AIRE ushered in a new design with their Puma series, similar to a conventional round boat, but narrower and with a sharper upturn at the bow and stern. These boats are ideal for light loads on tight streams that require cross-ferry maneuvers, or for boaters who require car-top convenience in terms of portability. Several other manufacturers are now making similar designs. Here's a brief rundown.
|Manufacturer||Length||Width||Tube Diameter||Bow Rise||Capacity||Weight|
|AIRE Puma||11'6"||5'6"||18"||12"||872 lbs.||89 lbs.|
|AIRE Super Puma||13'1"||5'8"||18.5"||14"||986 lbs.||100 lbs.|
|AIRE Super Duper Puma||14'||5'11"||19"||15"||1158 lbs.||115 lbs.|
|Maravia Spider||13'||5'9"||20.5"||16"|| 112 lbs.

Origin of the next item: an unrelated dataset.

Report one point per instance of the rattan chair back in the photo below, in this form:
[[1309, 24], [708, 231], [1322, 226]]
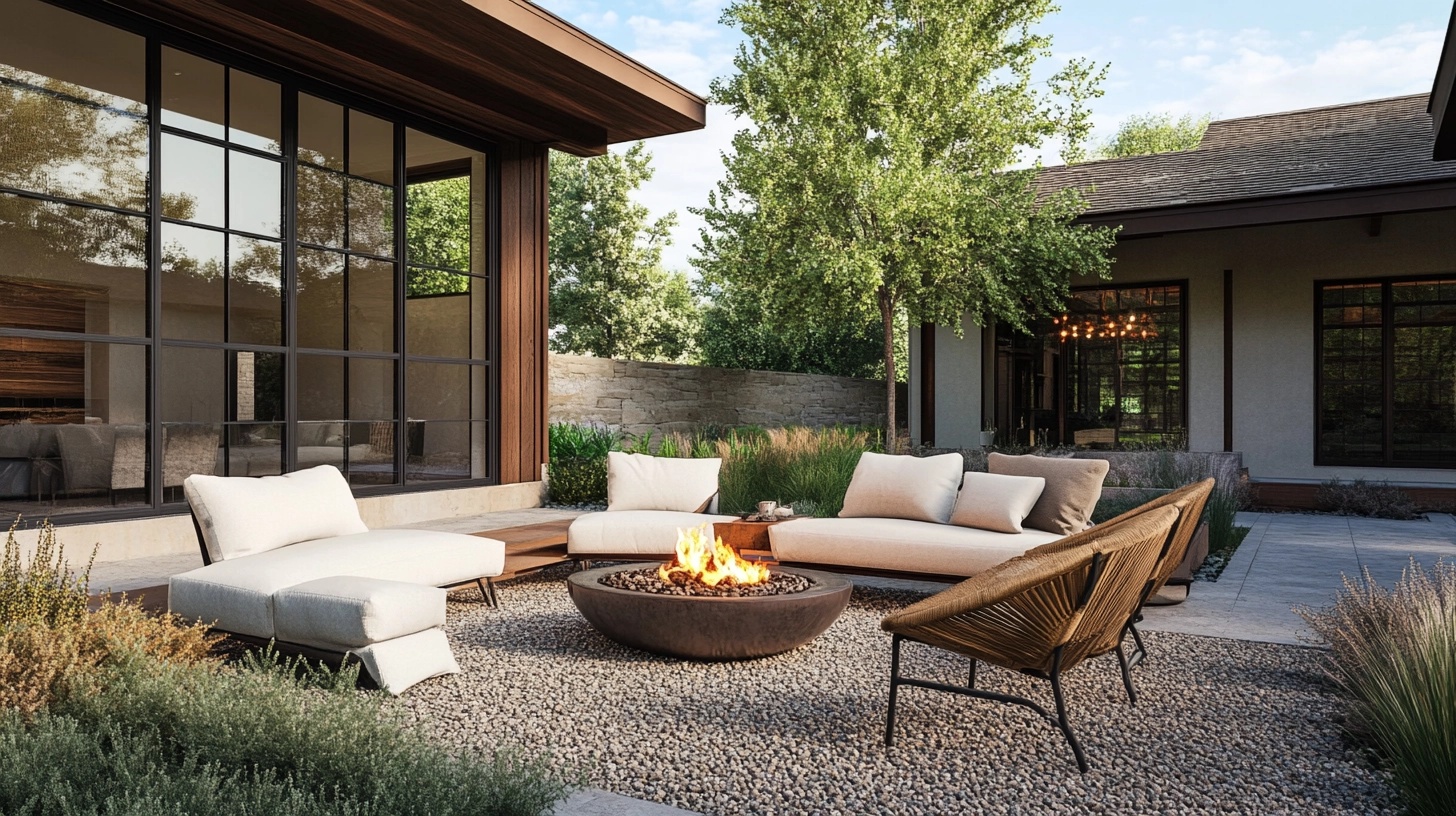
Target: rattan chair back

These boats are a dream to row, however some expedition travelers should consider that the narrower platform substantially reduces the working load capacity of these boats. Pack light and they're great. Pack heavy and you're in for a workout.
Hybrids are a great option for hunters interested in a relatively light-weight boat for narrower rivers, who have grown tired of the wet ride and constant repairs associated with pack rafts. They're not nearly as heavy as a conventional bailer, are much easier to load into an aircraft, are easily portaged, and they handle smaller rivers very well.
Hybrids can be handed fairly well with little more than a canoe paddle, however a rowing setup offers a much more secure platform for positive control on the water. Go with either a strap-aboard oar tower or a simple frame with oar towers and a seat, as you prefer.